Friday, July 29, 2011

What to Save


The photos in this post are ones I took more than a year ago, but I've just gotten around to processing them tonight.  They are of peonies and sea thistle on the windowsill of our old loft.  When I look at them now, I vaguely remember the day I photographed these.  It was nearing sunset.  I was sad, so I'd bought myself flowers, and I snapped shot after shot of them as the sun slid down behind the old brick mill across the canal.  

I have blocked much of that spring from my memory, I realize now as I skim through old photographs.  It hasn't been a purposeful forgetting, just a failure to remember, a failure to hold on.  I let whole days fall away, sloughing off the calendar like dead skin.

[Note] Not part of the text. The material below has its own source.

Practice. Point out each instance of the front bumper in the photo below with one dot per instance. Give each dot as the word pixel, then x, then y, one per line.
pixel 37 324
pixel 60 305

Memory and time feel different to me now.  I gather up moments, days, and press them to my face like blossoms.  When they finally fall from the stem of my weeks, I scoop them into bowls and jars and drawers to save, letting their scent linger.  

Let the sun slip from the sky.  Let night's heavy lid close over my dreams.  I remember all that I need, all that is good, all that my heart can hold.

  

Monday, July 25, 2011

London Memories: Pretty in Pink

At Broadwick Silks
Mr. Magpie is a British Literature scholar who focuses on the Modernist Period.  That means many things: he owns a lot of books, he writes a lot of books, he knows a thing or two about the Bloomsbury Group (especially Lytton Strachey), he racks up many hours in archives working on his library tan, and, of course, he's wicked smart.  

At St Luke's in Chelsea
Fortunately for me, it also means he has to travel to England every year or two for research, and I get to tag along.  While he's holed away in the British Library or the BBC archives, diligently transcribing manuscripts, I'm usually off gallivanting about London, soaking up every bit of the city I can, from Bloomsbury to Borough Market and beyond.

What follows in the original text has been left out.